Marking its patronal feast Tuesday, the School of the Annunciation, a center for the new evangelization in England and Wales, held a Mass at which it was consecrated to Our Lady.

"I'm really delighted Pope Francis has said the new evangelization must be Marian in character," Dr. Petroc Willey, a founding member of the School of the Annunciation, told CNA March 13.

In his apostolic exhortation "Evangelii Gaudium," Pope Francis wrote that Mary is "the Mother of the Church which evangelizes, and without her we could never truly understand the spirit of the new evangelization."

"It really does pick up this idea that you need Mary the contemplative," Willey commented. "When he's saying evangelization, he doesn't mean activism. I'm really pleased that he so emphasizes the priority of grace and the sense of receiving before you can give."

The newly-launched school's consecration was held March 25 both to mark the Annunciation, and as a reminder that until the mid-18th century, the date was New Year's Day in England.

"It's very symbolic for us as well, making it the day we begin, in a sense," Willey, who is reader in the new evangelization at the School of the Annunciation, reflected.

The school, which is located on the grounds of Buckfast Abbey in the Plymouth diocese, was launched at the Mass and consecration, during which its trustees and staff made the profession of faith.

Locating the school, which will offer a diploma in the new evangelization, at the Benedictine abbey -- which has been "tremendously committed to it" -- is meant to "go back to the first evangelization," Willey said.

Europe's evangelization "took place through monastic schools in large part … the Benedictine tradition was particularly important, because it was rooted in contemplative prayer and the perennial tradition of the Church."

"The original mission to England was through the Benedictines, so we're really rooting ourselves" in that contemplative tradition, he explained.

"So that as well as education, what we're really going for is formation as well as education; so there is a strong liturgical, strong prayer base … The mission will flow from our own living out of the mysteries, and that's what we'll be inviting people into. (We're) trying to provide something very perennial, something reaching back into the first evangelization, and finding out how that can serve the new one."

The School of the Annunciation – the only center for formation for the new evangelization in England and Wales – features part-time residential formation at the abbey as well as online support, such that the courses can be taken from anywhere.

"We're hoping to build lots of bridges between England and the States," Willey said. "I think there will be good interplay there."

The residential sessions "are structured to be in harmony with the monastic day, so that the academic work is integrated" with the schedule of the lives of the monks as Buckfast.

"We'll do a lot of study of texts with people, some cultural heritage work in the area, and we also will be taking opportunity to provide strong personal support, so that when students are doing the online work, they'll really know the people who are supporting them."

The School of the Annunciation's diploma will be awarded after two years of coursework.

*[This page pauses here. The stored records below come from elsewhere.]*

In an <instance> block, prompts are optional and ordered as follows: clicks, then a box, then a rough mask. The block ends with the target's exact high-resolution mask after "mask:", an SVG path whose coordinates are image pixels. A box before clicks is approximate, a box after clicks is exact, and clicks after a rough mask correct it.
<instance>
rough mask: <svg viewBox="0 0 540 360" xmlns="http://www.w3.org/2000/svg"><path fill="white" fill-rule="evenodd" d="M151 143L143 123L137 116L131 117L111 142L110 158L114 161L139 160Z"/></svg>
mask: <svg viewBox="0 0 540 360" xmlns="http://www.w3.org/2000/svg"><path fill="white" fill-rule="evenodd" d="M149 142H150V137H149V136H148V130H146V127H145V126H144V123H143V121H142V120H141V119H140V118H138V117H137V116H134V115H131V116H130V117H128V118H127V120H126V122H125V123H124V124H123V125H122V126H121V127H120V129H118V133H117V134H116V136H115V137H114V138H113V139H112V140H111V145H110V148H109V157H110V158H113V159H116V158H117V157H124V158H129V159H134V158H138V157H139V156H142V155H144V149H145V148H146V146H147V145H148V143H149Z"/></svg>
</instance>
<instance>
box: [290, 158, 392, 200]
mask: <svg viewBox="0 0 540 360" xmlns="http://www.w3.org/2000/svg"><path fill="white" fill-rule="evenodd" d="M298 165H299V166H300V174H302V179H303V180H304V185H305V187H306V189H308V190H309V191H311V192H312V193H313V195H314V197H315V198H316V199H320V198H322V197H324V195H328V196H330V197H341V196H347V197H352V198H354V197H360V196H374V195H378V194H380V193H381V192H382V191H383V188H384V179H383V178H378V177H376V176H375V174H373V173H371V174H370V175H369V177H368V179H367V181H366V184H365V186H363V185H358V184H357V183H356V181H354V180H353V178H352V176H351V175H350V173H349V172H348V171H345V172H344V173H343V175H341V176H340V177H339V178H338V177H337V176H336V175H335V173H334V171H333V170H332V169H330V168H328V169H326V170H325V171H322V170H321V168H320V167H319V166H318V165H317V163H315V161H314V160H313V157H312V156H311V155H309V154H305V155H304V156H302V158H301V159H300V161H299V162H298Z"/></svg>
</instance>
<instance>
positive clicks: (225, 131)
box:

The initial start dates will be Sept. 12-15, and Sept. 29 – Oct. 23, 2014.

In addition to the diploma, the school will offer short courses in the autumn, on topics such as catechetics, Latin, and the relation of the new evangelization with media, with sacred art, and with apologetics. Summer schools will be offered in liturgy, philosophy, theology, and sacred art.

The new evangelization, Willey said, "will work through serious academic work, so that's what we want to provide."

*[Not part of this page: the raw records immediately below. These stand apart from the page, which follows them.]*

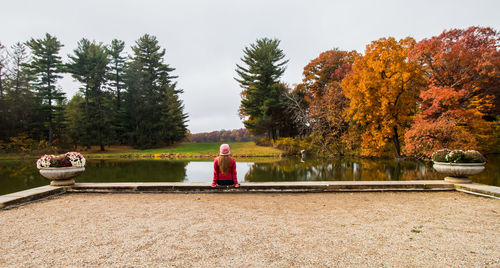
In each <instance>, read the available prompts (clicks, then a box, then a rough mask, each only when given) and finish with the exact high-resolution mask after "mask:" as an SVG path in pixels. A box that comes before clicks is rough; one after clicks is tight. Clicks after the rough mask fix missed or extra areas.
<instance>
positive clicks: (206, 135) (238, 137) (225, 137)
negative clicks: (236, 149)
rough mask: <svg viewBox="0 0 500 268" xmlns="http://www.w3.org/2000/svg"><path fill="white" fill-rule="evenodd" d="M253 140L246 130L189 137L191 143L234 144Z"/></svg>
mask: <svg viewBox="0 0 500 268" xmlns="http://www.w3.org/2000/svg"><path fill="white" fill-rule="evenodd" d="M253 139H254V136H253V135H251V134H250V133H249V132H248V130H247V129H246V128H240V129H233V130H224V129H223V130H216V131H212V132H201V133H195V134H192V135H191V136H190V137H189V141H191V142H234V141H252V140H253Z"/></svg>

"We will try to provide the perennial core -- philosophy, theology, classical languages – and we'll also introduce people to the history and the lessons from the first evangelization, for the sake of the new … the exciting thing, I think, about the new evangelization, is that you're helping people to find what actually is around them."

"It really isn't an either/or; it's the hermeneutic of continuity, rather than cutting off for the sake of the new," Willey explained, adding that this is why the coursework will be concerned both with beauty, sacred art and Christian patrimony and with the effective use of new media.

Alongside Willey, instructors at the School of the Annunciation include Dr. Andrew Beards, academic director; Dn. Nick Donnelly, director of formation; and Dr. Caroline Farey, director of studies.

The faculty are "want the school to prove itself through its own reputation, to be a new kind of venture for the new evangelization."

The school has won the support of several leaders among England's Catholic leaders. Bishop Mark O'Toole of Plymouth said that "I am delighted to welcome this new initiative for the New Evangelisation at Buckfast Abbey, and I am grateful for the generosity shown by Abbot David and the Monastic community in providing it a home and direction."

Abbot David Charlesworth, meanwhile, added that "the foundation of the School of the Annunciation promises to be the next phase in Buckfast Abbey becoming a centre for authentic Catholic studies in continuity with the great Benedictine tradition stretching back over 1,500 years in our country. May Our Lady of Buckfast bless this new venture."

And Bishop Philip Egan of Portsmouth said, "I am very happy to promote this new initiative, a School forming disciples for the new evangelisation … this will be excellent training for those in your parishes who would like to be better equipped to go out and evangelise."